栄光イレブン会

栄光学園11期卒業生の親睦・連絡・活動記録

ブログ開設:2011年8月23日

きよちゃんのエッセイ (182)”コミュニケーション貯金”(Okubo_Kiyokuni)

2024年03月09日 | 大久保(清)

  コミュニケーション貯金

コロナ禍の時代、オフィスを離れてリモートワークが推奨された。その結果、『コミュニケーション貯金』が減ってしまった。リアルで働いていれば、相手の人となりがわかり、気心が知れた人との『コミュニケーション貯金』はオフィスで働いているなかで貯まっていきます。この貯金のある間はオンライン会議でもスムースに業務をこなせていたのですが、徐々に貯金が減ってゆき、コミュニケーションがうまくいかなくなりました。そこで危機感を抱き始めた人たちがオフィスに戻りはじめました。

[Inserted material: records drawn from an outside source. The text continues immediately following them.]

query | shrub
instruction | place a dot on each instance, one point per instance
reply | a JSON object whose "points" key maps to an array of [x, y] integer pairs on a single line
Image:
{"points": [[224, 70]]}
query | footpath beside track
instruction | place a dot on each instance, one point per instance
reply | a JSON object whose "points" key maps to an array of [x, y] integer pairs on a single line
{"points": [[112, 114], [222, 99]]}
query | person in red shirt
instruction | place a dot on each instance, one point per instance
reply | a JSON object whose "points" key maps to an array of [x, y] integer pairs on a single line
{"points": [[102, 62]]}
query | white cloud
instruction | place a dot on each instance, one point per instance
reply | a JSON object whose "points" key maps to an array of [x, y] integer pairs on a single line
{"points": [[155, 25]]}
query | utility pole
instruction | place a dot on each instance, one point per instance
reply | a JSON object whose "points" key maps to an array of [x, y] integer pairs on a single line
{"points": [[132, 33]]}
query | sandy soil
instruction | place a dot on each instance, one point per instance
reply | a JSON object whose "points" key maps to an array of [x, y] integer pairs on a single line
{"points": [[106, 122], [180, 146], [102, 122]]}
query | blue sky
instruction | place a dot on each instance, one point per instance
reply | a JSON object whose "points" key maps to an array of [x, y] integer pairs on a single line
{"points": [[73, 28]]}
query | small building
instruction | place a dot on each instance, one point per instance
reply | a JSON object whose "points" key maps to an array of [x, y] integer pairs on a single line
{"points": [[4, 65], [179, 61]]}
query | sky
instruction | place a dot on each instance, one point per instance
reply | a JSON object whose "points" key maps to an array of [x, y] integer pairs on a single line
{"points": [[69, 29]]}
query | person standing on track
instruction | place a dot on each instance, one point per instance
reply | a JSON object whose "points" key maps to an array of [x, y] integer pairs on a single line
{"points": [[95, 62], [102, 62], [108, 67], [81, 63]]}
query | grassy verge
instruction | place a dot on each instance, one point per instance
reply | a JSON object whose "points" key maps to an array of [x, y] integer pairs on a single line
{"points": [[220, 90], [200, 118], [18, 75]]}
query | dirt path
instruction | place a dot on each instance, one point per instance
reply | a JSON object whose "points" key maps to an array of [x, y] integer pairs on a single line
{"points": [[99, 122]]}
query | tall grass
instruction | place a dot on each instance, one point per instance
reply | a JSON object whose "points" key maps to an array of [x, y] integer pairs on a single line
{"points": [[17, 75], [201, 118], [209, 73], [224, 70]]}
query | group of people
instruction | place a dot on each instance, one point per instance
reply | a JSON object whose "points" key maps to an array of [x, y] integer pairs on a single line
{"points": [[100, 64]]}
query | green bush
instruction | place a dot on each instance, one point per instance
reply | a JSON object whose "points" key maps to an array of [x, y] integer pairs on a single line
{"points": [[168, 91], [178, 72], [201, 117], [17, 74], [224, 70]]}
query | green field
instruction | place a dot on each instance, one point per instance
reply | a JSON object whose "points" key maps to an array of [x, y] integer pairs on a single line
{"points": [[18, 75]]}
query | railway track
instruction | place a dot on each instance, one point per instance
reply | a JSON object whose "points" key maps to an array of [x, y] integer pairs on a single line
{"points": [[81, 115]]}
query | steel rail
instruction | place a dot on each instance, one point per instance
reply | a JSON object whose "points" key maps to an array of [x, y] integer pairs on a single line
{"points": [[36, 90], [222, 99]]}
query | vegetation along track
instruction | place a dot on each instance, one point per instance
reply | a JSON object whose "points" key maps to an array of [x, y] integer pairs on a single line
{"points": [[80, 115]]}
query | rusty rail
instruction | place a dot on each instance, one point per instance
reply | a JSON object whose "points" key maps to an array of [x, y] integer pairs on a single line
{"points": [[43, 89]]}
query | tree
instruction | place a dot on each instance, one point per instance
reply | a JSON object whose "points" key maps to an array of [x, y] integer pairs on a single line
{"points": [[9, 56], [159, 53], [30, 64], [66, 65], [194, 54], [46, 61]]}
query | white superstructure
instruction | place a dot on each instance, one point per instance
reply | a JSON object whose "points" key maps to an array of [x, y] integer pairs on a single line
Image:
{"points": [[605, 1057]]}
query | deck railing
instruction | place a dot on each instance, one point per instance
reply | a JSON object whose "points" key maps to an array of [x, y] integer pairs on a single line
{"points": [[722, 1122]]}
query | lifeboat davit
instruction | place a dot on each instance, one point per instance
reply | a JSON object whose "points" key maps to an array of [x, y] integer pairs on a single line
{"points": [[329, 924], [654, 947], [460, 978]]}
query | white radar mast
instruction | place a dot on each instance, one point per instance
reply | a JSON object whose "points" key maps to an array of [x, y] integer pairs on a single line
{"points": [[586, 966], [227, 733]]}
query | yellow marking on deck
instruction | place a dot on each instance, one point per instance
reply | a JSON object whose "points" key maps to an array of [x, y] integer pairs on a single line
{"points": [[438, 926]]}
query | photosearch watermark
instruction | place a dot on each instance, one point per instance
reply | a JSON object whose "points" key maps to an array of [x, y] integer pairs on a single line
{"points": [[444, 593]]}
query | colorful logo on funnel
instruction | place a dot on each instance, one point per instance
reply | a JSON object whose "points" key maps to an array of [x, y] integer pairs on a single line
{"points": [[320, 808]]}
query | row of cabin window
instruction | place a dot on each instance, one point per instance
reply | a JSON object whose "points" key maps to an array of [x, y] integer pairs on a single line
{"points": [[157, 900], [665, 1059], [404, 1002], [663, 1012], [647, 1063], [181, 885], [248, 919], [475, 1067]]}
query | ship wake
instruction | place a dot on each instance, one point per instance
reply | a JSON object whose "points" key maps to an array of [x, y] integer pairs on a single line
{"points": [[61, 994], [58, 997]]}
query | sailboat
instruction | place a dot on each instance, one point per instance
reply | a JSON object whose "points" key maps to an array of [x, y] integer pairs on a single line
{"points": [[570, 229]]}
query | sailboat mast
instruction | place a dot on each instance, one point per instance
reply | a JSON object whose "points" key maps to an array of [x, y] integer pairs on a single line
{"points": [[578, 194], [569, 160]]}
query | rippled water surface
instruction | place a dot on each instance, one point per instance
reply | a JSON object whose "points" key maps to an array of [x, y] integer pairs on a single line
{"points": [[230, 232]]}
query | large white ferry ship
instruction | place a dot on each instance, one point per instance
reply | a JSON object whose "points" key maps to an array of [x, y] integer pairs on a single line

この新聞記事を読み、『コミュニケーション貯金』という英語・日本語の合成語が簡にして要を得たわかりやすい表現だ、と感心させられた。コミュニケーションは人が人として生きてゆくには欠かすことのできないもの、そして、人と人のつながりは、顔を合わさないでいる間に、次第にうすれてゆき、阿吽の呼吸で通じ合っていたはずの互いの信頼感が弱まっていく。

今はラインとかSNSとか、スマフォ画面で交信を続けている若者が多い。いや、若者だけではなく、老人たちもその世界に取り込まれている。液晶パネルに映り込む文字だけでコミュニケーションを続け、途中、笑いの絵文字やら、怒ったマークなどを挿入してほぼ漫画の世界で交信しているように見える。

オンライン面接や会議もあるが、平板な画面を通して各人が話すの言葉の背後に隠れている気持ちの奥行きを正確に通じ合はすにはやはり息のかかる距離で交し合う会話に勝るものはない。目の動き、呼吸のリズム、肩の動き、指の仕草、頬の揺れ、唇のゆがみ、これらは小さな画面では表現できない。リモートワークの世界に入り込み、デジタルの海を泳いでいるうちに、相対する人間の、複雑な心理が読み切れず、疲れ果てたのではないだろうか。動物である人間が直接肌で感じえる、動物の五感を総動員させたコミュニケーショの大切さを再認識してきたのかもしれない。

むかしは、人と人の交信はSNSもなく、もっぱら手紙のやり取りであった。会えない人とは、言葉を尽くして、一文字一文字を大切に、手紙の届くまでの時間、過去の思い出を何度も反芻しあい、心のコミュニケーション貯金を重ねていた。人と人との心のつながりを、それぞれが胸の内で貯金していたのだ。